Back in the exam room, my physician assistant reviewed for my benefit a small printout with a bell curve representing my output in volume over time. Uroflowmetry had concluded I was healthy. Like the vast majority of mammals, I had executed the function at rising and then descending speeds over a 20-second window. (As a team of Georgia Tech physicists discovered in 2014, there is a universal Law of Urination, with animals large and small voiding their contents in the same 21-second time frame.)

Hey, I didn't care. I was just relieved (sorry) to learn I had no logjam in the drain tile and was free to leave the building. My total stay — less than 15 minutes.

So you can imagine that, upon receiving a $652 tab for the quarter-hour it had taken to rule out benign prostate hyperplasia — $521.26 levied for use of uroflowmetry — it did not sit so well, even with my symptoms having resolved all on their own. We have the internet, and we have math. Uroflowmetry machines sell for $3,000 online. Assuming my doctors move four men through that restroom an hour, just adding up the numbers on an unpaid bill, I calculated the thing was making them $4 million a year.

Yes, that sounds like something a retiree who calls into C-SPAN might do.

Listen: I could have accepted the eventual blue letter stating, in the immortal words of Rihanna, don't act like you forgot — if my unpaid debts had been self-inflicted. If my tab had been created from a massive bender ending in front-row seats at Caesar's Palace, yes, shake me by the ankles. But it was for taking a leak. The fee, explained a reply to my questions from Patient Account Services, is for the use of the calibrated equipment, the nursing staff, the physician to read and analyze the results, and various supplies.

Six weeks after that, an automated billing center located 10 states and 1,350 miles away sent me my Final Notice.

I live across the street from the Mayo Clinic.

I looked up the collections agency used by Mayo.
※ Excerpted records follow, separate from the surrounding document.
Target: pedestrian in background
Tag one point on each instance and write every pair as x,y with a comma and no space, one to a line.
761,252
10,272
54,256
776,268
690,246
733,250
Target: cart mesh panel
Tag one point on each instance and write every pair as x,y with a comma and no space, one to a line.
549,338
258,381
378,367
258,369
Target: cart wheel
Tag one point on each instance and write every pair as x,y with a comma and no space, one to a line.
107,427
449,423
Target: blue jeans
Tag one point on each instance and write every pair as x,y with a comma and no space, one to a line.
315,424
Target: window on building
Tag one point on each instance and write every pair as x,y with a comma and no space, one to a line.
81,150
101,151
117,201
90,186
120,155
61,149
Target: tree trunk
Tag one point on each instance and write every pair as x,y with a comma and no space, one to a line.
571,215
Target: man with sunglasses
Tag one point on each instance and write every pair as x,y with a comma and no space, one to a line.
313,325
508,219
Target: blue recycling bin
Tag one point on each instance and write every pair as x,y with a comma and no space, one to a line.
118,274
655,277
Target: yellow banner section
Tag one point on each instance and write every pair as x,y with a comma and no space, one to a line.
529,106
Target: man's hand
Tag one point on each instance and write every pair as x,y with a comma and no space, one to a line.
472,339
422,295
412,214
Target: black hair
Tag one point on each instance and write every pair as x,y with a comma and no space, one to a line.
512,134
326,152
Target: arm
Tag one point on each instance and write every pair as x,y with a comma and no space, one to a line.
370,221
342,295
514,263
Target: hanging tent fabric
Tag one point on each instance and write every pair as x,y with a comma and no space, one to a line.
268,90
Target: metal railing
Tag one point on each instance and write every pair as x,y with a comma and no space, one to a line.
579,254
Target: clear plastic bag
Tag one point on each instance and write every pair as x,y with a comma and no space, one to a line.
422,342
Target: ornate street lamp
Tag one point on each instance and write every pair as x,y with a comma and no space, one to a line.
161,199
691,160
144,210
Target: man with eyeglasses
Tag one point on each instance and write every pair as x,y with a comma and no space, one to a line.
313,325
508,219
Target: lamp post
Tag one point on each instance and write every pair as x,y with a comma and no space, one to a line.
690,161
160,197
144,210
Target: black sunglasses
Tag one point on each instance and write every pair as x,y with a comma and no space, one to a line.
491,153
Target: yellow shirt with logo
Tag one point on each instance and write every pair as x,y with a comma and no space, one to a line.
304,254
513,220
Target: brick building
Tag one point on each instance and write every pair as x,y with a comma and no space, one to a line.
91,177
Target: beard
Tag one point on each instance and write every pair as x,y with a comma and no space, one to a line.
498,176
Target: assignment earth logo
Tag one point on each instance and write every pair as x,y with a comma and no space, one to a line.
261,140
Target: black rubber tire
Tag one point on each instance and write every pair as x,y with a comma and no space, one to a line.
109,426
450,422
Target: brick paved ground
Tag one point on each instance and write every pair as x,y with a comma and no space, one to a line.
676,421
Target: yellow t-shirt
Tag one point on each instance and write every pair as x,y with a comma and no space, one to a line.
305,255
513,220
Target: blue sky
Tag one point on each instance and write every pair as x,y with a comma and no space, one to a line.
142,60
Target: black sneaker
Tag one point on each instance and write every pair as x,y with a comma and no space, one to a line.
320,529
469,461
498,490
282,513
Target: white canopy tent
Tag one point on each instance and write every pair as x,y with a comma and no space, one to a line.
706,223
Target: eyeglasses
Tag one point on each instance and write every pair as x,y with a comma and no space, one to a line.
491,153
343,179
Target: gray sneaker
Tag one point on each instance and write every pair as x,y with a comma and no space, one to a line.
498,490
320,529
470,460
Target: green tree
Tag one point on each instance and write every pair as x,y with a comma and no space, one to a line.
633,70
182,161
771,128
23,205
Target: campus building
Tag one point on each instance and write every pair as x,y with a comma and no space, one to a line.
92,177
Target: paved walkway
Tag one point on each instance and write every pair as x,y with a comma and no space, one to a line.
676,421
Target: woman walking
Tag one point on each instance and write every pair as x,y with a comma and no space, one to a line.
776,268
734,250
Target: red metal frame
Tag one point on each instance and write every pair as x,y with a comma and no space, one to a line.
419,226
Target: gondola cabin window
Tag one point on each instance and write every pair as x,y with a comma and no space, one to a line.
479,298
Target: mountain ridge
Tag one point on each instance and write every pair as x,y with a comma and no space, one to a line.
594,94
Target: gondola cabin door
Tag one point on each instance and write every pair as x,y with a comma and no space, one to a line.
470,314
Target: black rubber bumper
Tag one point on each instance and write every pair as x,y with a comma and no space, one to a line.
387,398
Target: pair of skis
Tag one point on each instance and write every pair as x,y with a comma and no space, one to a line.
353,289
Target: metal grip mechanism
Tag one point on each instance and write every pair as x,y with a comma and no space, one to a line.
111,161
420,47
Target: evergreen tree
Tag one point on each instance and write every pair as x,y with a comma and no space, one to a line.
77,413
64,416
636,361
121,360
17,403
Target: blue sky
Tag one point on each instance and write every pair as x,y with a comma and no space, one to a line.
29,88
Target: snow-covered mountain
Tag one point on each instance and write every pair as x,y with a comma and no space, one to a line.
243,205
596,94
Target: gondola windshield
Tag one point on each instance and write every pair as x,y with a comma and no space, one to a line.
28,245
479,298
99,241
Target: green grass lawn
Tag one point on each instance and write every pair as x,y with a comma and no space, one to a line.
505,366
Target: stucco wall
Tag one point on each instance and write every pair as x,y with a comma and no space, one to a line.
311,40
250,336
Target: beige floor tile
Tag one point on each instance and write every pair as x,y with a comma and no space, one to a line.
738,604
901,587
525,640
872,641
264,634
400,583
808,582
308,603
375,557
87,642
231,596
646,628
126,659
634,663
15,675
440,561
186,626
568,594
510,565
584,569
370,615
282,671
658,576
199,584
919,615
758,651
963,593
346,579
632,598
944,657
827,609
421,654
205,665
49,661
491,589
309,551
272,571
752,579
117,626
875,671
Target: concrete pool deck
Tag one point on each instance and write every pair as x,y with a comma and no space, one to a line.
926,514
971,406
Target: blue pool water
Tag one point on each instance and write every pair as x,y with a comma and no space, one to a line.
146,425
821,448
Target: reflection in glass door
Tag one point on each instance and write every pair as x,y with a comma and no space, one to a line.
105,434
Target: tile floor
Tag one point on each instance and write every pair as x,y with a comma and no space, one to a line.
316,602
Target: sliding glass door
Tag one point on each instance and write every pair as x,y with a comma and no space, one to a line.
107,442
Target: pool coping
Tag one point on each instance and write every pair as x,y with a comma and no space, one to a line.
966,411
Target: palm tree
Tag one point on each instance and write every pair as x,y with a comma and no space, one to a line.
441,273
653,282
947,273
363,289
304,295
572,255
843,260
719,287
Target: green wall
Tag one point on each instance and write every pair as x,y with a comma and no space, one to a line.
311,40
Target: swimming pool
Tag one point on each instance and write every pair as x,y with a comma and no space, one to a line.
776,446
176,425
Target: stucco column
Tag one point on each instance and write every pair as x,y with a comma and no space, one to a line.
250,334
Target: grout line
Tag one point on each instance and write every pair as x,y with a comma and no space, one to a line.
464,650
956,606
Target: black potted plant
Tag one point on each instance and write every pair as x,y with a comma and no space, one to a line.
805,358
In an irony of ironies — and if anonymous posters on employee complaint forums can be trusted — it turns out that workers for my doctor's collection agency are getting saddled with unmanageable cost-sharing, too.

"The health insurance is horrible," one of them wrote about his collection agency employers. "It was decent, then one day they changed it effective that day. Sorry for anyone that had a surgery or something scheduled. You are now screwed. $4,500 deductible, and then they only cover 70% after that."

If the people chasing medical debt have this much in common with the people saddled by medical debt — and if health care cannot find a way to treat its customers with the same transparency and predictability provided by every other business — we may end up demanding a health care system in which there are no more customers. Just patients.